Dinimizin bildirdiği bu ruhsatlardan faydalanmamak takva ve azimet olmaz. Aksine cahillikten dolayı Allahın rahmetini tepmek olur. Çünkü İmam-ı Rabbani hazretleri buyuruyor ki:

(Gerektiğinde en kolay fetvaya uymalı. Allahü teâlâ, insanlara güç gelen şeyleri değil, kolay olanların yapılmasını istiyor. Çünkü insanın zayıf, dayanıksız yaratıldığını bildiriyor. Kur’an-ı kerimde, (Allah, size kolaylık ister, zorluk, güçlük istemez) buyuruldu. (Bekara 185)

Dinimiz böyle derken, taklit etmemek için direnmek taassuptur. Hadis-i şeriflerde buyuruldu ki:

(Allahın verdiği kolaylık ve ruhsatlardan faydalanın!) [Buhari]

(Ruhsatlardan faydalanmayan, Arafat dağı kadar günah işlemiş olur.) [Taberani]

(Allahü teâlâ, ruhsatla da amel edilmesini sever.) [Beyheki]

Günümüzde mezhep taklidi ile ilgili Müslümanlar üçe ayrılır:

1- Zaruret de olsa, başka mezhebi taklit etmeyi caiz görmemek. (Taassup ehlinin yolu)

2- Her mezhebin kolay gelen hükümlerini almaya çalışmak. (Mezhepsizlerin yolu)

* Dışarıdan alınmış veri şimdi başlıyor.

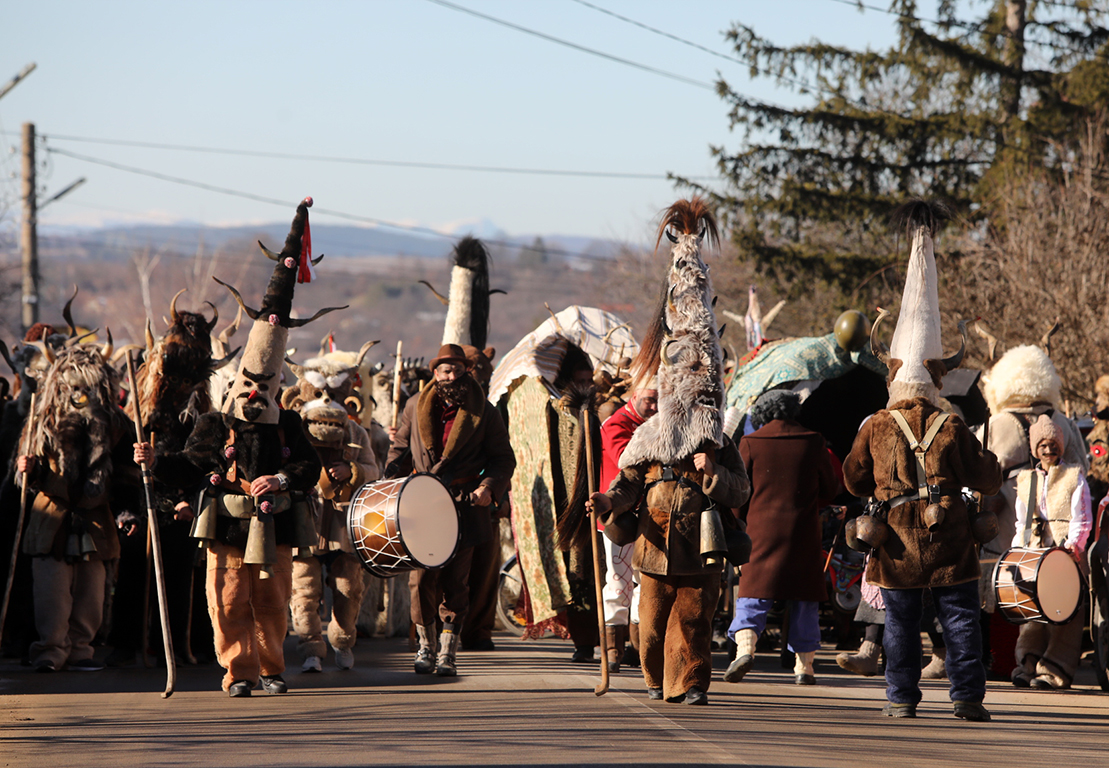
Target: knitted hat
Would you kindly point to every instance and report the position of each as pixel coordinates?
(1044, 429)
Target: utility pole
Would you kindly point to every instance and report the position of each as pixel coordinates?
(29, 236)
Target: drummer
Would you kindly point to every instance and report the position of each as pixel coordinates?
(451, 431)
(1052, 509)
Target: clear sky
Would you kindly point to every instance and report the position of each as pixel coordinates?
(385, 80)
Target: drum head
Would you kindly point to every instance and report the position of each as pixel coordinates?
(428, 521)
(1058, 586)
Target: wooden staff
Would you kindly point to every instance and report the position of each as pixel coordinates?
(171, 666)
(396, 384)
(587, 428)
(19, 521)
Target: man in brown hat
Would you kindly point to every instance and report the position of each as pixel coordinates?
(451, 431)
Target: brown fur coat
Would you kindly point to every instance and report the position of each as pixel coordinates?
(882, 464)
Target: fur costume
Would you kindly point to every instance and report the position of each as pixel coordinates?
(883, 463)
(248, 538)
(679, 591)
(324, 396)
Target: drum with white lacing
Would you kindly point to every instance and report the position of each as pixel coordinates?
(403, 524)
(1037, 585)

3- Zaruret, ihtiyaç olunca, başka mezhebi taklit etmek. (Ehl-i sünnet ulemasının yolu) Islamiyet, ifrat ve tefrit, yani aşırı hareketlerden uzak her Müslümanın rahatça uygulayabileceği hükümler topluluğudur. Mezhep taklidinden kaçanlar tefrit ehlidir. Telfik yapanlar, yani her mezhebin kolay tarafını toplayanlar ifrat ehlidir. Bunların her ikisi de yanlıştır.